Data 401: Advanced Topics in Data Science

Alexander Dekhtyar and Dennis Sun, Cal Poly, Fall 2017


Course Info

  • Class Meetings: Mon, Wed in 14-256, 4:10-7 PM
  • Course Website: http://users.csc.calpoly.edu/~dsun09/data401

Staff

Prof. Alex Dekhtyar
  • Office: 14-210
  • Office Hours: Mon 11 AM-noon, Wed 9 AM-noon
Prof. Dennis Sun
  • Office: 25-105
  • In-Person Office Hours: Tues 4:10-5 PM, Wed 1:10-2 PM
  • Google Hangouts Office Hours: Sun 9:10-10 PM, Tues 7:30-8:20 PM
Teaching Assistant
  • Michael Halverson

Course Prerequisites and Goals

This is a rigorous class that will synthesize much of what you have learned in the past two years in the Data Science minor.

In particular, we will draw upon your existing knowledge in:

  • probability
  • linear algebra
  • regression models
  • algorithms
  • scientific computing.
  • This class is taught in Python. We will assume that you are already comfortable using Numpy, Pandas, and Matplotlib.

    By the end of this course, you will understand how the pieces fit together -- how statistics, computer science, and mathematics combine to make up the field of data science.

    Class Structure

    First, although some of you are enrolled in Dr. Dekhtyar's section and others are enrolled in Dr. Sun's, there is no difference between the two sections. You will all meet in a single section co-taught by both of us, and you will all be graded according to the same standards.

    Each class section is 3 hours long. We realize that this is long, so we will try to mix up the activities. There will be some lecture, some coding, some group work, some discussion, and some quizzes.

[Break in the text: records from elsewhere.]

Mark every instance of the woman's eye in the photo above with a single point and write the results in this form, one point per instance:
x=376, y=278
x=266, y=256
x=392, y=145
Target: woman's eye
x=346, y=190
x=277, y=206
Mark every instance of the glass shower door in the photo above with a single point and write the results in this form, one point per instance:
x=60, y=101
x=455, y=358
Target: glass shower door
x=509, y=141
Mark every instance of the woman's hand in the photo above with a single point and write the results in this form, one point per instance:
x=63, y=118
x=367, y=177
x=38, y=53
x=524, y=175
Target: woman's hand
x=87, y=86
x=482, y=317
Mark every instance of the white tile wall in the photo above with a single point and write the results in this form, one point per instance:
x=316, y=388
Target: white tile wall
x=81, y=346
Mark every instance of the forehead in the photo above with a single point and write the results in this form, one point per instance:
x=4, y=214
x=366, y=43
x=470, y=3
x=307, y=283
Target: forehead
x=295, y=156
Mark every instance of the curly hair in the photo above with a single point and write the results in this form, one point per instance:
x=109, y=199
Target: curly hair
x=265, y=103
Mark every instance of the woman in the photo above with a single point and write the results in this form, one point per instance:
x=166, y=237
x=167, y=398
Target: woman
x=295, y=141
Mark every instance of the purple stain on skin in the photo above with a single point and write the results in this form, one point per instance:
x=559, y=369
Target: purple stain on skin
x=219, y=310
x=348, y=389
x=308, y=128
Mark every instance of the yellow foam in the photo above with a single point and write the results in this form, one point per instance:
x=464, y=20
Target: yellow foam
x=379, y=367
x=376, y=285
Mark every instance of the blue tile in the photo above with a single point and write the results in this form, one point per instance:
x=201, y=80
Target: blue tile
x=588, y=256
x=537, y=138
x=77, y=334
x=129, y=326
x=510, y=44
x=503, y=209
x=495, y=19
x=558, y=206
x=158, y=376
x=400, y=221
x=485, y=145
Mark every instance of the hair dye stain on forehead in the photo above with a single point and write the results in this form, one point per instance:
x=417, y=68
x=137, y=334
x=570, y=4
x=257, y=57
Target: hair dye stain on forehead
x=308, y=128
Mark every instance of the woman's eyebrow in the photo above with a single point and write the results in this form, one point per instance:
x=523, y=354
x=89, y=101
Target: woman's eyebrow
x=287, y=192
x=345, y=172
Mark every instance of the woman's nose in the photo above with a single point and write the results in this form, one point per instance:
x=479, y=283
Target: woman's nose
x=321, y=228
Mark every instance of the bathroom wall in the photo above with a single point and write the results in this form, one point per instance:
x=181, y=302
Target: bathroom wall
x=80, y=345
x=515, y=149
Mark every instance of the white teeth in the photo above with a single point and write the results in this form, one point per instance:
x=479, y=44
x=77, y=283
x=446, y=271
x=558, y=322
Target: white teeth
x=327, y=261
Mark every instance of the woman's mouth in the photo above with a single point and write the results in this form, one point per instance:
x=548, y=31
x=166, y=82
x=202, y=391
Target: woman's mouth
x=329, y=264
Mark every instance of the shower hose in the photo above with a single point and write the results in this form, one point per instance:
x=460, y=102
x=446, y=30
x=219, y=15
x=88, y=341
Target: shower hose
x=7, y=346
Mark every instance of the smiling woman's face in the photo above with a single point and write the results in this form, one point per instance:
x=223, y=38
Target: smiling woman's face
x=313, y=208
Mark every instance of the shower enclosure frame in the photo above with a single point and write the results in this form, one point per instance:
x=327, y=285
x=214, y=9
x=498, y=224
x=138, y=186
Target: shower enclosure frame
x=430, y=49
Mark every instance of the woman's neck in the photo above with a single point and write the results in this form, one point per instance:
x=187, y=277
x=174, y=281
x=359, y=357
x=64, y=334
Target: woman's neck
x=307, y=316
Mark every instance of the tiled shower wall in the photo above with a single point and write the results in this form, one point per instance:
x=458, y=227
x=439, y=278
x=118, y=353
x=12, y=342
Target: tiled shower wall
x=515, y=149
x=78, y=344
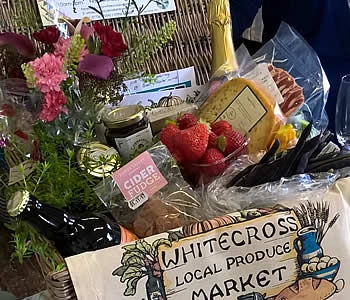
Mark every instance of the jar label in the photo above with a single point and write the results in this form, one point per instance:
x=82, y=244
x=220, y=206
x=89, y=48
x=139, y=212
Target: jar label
x=139, y=180
x=135, y=143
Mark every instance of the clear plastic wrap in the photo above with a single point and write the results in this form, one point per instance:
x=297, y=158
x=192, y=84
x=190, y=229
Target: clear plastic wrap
x=219, y=200
x=290, y=52
x=174, y=205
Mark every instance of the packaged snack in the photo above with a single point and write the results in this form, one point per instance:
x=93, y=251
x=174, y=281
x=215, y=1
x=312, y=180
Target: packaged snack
x=149, y=194
x=289, y=52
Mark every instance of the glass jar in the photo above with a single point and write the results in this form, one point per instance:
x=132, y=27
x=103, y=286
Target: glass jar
x=128, y=130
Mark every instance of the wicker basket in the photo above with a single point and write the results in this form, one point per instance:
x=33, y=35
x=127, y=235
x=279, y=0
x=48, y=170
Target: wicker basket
x=190, y=47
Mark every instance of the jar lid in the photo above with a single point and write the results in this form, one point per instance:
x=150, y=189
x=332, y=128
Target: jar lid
x=99, y=160
x=18, y=203
x=124, y=116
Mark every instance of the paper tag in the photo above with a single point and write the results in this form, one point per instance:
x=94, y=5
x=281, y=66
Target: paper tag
x=244, y=112
x=18, y=173
x=330, y=148
x=261, y=75
x=139, y=180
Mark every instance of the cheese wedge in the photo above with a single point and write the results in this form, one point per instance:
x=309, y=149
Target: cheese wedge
x=248, y=108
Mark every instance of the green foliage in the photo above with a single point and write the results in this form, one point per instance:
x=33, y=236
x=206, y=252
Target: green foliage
x=143, y=46
x=26, y=242
x=59, y=181
x=134, y=261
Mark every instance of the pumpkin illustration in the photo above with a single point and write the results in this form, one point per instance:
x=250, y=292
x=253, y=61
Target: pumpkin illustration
x=207, y=225
x=170, y=101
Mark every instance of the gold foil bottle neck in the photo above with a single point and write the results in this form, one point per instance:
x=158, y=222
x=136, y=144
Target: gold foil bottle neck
x=220, y=24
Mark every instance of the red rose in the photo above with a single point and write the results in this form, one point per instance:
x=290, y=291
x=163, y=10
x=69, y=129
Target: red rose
x=48, y=35
x=112, y=42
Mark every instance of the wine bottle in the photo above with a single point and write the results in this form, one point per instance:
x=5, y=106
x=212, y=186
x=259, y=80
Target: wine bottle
x=154, y=286
x=220, y=25
x=246, y=105
x=72, y=234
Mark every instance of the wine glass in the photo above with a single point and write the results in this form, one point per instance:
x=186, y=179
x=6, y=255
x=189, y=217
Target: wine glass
x=342, y=113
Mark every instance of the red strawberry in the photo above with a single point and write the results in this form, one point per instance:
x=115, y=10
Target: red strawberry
x=192, y=142
x=186, y=121
x=220, y=127
x=167, y=135
x=230, y=141
x=212, y=140
x=215, y=160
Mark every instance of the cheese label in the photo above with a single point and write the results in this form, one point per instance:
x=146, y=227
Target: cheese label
x=244, y=112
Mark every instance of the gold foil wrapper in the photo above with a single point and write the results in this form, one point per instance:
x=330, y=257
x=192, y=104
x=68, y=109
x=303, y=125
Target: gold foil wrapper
x=220, y=24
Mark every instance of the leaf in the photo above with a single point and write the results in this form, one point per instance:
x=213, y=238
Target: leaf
x=136, y=262
x=130, y=247
x=132, y=254
x=144, y=247
x=130, y=272
x=119, y=271
x=158, y=243
x=175, y=236
x=131, y=286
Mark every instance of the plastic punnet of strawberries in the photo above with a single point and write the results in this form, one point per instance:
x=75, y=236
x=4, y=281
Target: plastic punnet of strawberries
x=202, y=150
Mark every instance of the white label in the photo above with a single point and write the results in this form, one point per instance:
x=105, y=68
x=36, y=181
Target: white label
x=261, y=75
x=52, y=10
x=137, y=142
x=138, y=201
x=244, y=112
x=330, y=148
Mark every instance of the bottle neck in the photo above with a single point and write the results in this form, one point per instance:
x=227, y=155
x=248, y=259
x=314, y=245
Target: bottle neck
x=45, y=218
x=220, y=24
x=149, y=271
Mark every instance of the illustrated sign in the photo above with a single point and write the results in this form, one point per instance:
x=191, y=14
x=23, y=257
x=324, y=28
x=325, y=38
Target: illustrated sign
x=259, y=254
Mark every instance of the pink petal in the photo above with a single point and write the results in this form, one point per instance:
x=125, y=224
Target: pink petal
x=86, y=31
x=99, y=66
x=21, y=43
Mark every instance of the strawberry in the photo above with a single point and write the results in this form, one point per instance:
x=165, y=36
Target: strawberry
x=215, y=161
x=186, y=121
x=167, y=135
x=220, y=127
x=212, y=140
x=230, y=141
x=192, y=142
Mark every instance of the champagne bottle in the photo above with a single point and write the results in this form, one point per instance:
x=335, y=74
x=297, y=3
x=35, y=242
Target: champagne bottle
x=72, y=234
x=220, y=25
x=154, y=286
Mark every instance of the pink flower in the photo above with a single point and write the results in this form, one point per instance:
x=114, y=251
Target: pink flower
x=52, y=106
x=63, y=44
x=86, y=31
x=48, y=72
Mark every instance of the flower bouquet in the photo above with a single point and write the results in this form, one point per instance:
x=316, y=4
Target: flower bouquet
x=51, y=99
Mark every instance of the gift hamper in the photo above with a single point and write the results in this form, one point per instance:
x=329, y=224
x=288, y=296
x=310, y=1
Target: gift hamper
x=108, y=195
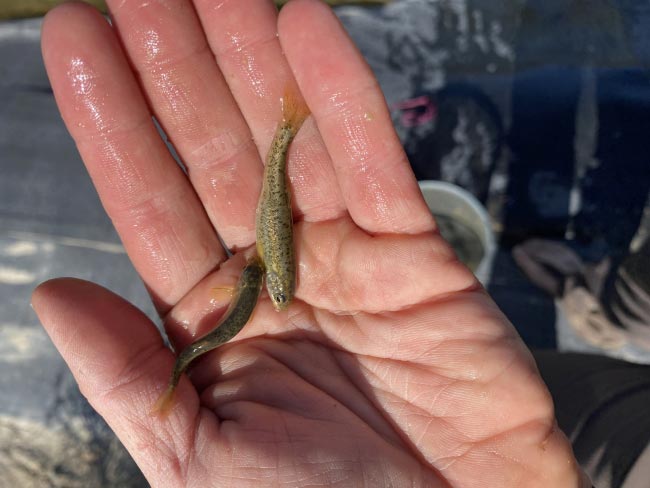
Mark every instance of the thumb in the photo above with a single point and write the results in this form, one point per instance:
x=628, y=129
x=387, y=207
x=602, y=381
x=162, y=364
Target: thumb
x=121, y=365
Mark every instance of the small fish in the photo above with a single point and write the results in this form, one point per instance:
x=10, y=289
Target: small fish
x=238, y=313
x=274, y=226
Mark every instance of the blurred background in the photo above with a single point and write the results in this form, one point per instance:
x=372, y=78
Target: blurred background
x=540, y=109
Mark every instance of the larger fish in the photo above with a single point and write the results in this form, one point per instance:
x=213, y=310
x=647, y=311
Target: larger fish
x=274, y=225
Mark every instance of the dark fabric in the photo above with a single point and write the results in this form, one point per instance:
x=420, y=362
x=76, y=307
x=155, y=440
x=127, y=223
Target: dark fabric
x=602, y=406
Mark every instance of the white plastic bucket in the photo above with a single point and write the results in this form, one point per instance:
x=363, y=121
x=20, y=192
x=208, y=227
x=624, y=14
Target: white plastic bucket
x=464, y=223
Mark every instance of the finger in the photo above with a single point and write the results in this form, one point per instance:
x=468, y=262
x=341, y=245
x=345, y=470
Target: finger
x=153, y=207
x=190, y=98
x=376, y=181
x=243, y=36
x=121, y=365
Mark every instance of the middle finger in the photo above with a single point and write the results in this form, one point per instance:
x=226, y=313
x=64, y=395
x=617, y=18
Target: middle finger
x=243, y=36
x=191, y=100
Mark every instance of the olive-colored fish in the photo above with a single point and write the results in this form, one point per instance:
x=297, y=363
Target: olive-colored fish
x=274, y=224
x=238, y=313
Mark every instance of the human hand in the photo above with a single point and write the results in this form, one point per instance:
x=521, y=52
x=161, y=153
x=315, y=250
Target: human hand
x=391, y=368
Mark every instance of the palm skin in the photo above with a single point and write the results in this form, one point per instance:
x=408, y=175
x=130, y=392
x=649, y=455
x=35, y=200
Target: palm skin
x=391, y=368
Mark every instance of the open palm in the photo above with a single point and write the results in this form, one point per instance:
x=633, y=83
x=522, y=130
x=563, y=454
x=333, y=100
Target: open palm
x=391, y=368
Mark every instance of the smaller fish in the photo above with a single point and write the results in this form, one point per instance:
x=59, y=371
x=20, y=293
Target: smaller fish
x=238, y=313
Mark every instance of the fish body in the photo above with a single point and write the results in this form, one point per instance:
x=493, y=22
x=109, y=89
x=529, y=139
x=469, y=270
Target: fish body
x=238, y=313
x=274, y=220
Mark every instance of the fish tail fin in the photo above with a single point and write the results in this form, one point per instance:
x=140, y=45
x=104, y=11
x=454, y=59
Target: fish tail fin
x=294, y=108
x=163, y=405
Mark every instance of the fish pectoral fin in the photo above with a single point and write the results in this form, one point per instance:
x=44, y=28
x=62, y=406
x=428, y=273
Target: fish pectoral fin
x=222, y=292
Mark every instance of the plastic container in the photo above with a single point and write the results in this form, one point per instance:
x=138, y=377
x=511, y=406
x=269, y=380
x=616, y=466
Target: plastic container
x=464, y=223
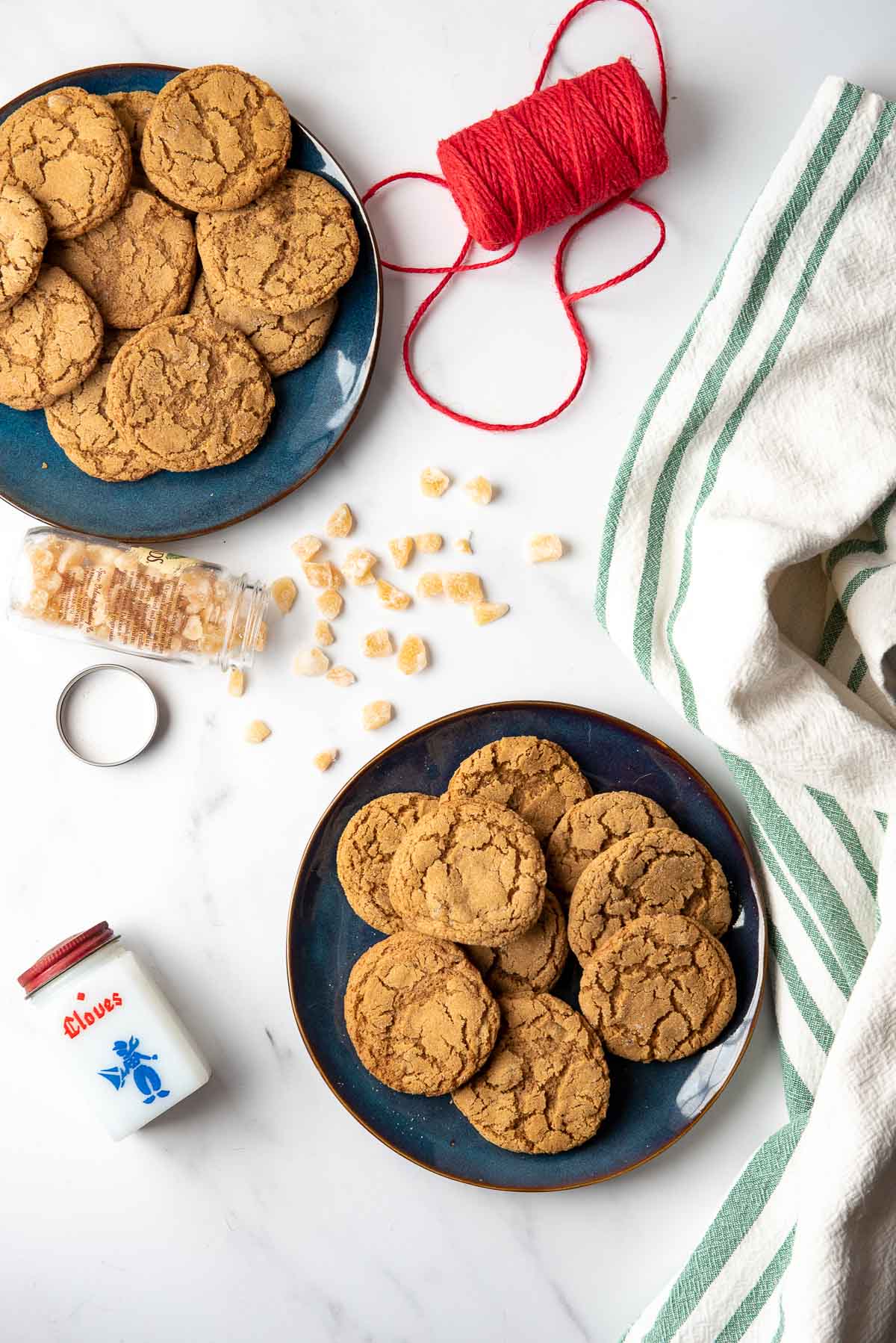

    Dr. Sun and Dr. Dekhtyar have different lecturing styles:

    • Dr. Sun will lecture from slides and provide handouts of the slides. The handouts are incomplete, so you may want to follow along and take notes. A completed version of each handout will be posted after the lecture, so you will not miss anything if you prefer to just listen, instead of taking notes.
    • Dr. Dekhtyar will lecture at the board from a detailed set of handouts, which he will provide.

    The schedule for every lecture can be found on the Lectures page.

    All coding will be done on JupyterHub. This means that you should not have to install any software to take this class. We will need to add your Github ID for you to be able to access JupyterHub, so please fill out the survey here.

    Communication Policy

    Because there are two sections, Dr. Sun does not have the ability to e-mail students in Dr. Dekhtyar's section, nor does Dr. Dekhtyar have the ability to e-mail students in Dr. Sun's. To make communication easier, we will post all announcements on the Piazza forum. We will assume that all of you have an account on Piazza, or you may miss important communications from us.

    Grading

    Your overall grade will be calculated according to the following weighting scheme.

    Weight
    3 Projects
    (best 2 count 15% each, lowest counts 5%)
    35%
    6 Quizzes
    (lowest score dropped)
    25%
    4 Writing Assignments
    (lowest score dropped)
    15%
    Review Paper 25%
    Overall 100%

    Recommended Books

    Goodfellow et al. Deep Learning. MIT Press, 2016.
    Available for free online.